Keto Sushi (With keto sushi rice!)

This keto sushi uses vinegared cauliflower rice instead of traditional rice and tastes just as good! Easily customizable, it takes minutes to prep! 3 grams net carbs per serving. 

Keto Sushi

I love recreating keto versions of my favorite comfort food. My favorite recipes to make are mac and cheese, chicken nuggets, and these keto sushi rolls. 

Picking a favorite food is like choosing a favorite child (not that I would know) but if I had to narrow things down, it would have to be sushi. Coming from a mixed-race background, I grew up enjoying foods from all over the world. My dad took me to try sushi for my eighth birthday, and I’ve been a fan ever since. 

Is sushi keto?

By definition, sushi is vinegared rice, with added sugar and salt, that has a variety of toppings added to it. The key ingredient is the rice itself, which is not keto friendly. While there are keto sushi options like sashimi and sashimi salads, they aren’t the same thing. 

Fortunately, as someone who used to enjoy sushi on a weekly basis before starting a keto diet, I’ve found my way around it using a sneaky little trick! 

What can you put in sushi instead of rice? 

As traditional rice is not allowed on a keto diet, you can swap it out with the next best thing, cauliflower rice! For my keto sushi recipe, I flavored the cauliflower rice with vinegar and keto powdered sugar, two key ingredients needed for traditional sushi rice. 

Now, this cauliflower rice sushi may look incredibly fancy but I promise you, it is a foolproof and simple recipe that requires very little prep. It looks and tastes just like real sushi, and can be customized with your favorite sushi fillings!

Giving up sushi was something I was NOT looking forward to before I started a keto but with this recipe, I never feel deprived and my sushi cravings are always satisfied!

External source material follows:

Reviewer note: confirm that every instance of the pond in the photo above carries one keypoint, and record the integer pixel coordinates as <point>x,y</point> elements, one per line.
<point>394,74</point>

Ingredients to make this recipe

For the keto sushi rice

  • Cauliflower rice– I prefer using fresh cauliflower that has been hand grated. Most grocery stores sell packaged cauliflower rice which can also be used. Do not use frozen cauliflower rice as it will make the sushi soggy and less ‘rice’ like. 
  • Salt– Just a pinch to balance the flavors. 
  • Vinegar– Traditional sushi calls for rice wine vinegar. Unfortunately, rice wine vinegar is loaded with sugar (it’s essentially a sour sugar syrup) so we’ll be using a dash of white vinegar instead. 
  • Keto powdered sugar– Balances out the tanginess of the vinegar and the salt. Skip the store bought kind and make your own powdered sugar
  • Nori sheets– Also known as seaweed sheets. These are needed to roll everything up! 

For the fillings-

  • Mayonnaise– A must for any good sushi hand roll. It not only adds flavor and creaminess but helps bind the ingredients together. I used homemade keto mayonnaise
  • Vegetables– I always include cucumber in all my rolls and sometimes romaine lettuce, but any vegetables can be used.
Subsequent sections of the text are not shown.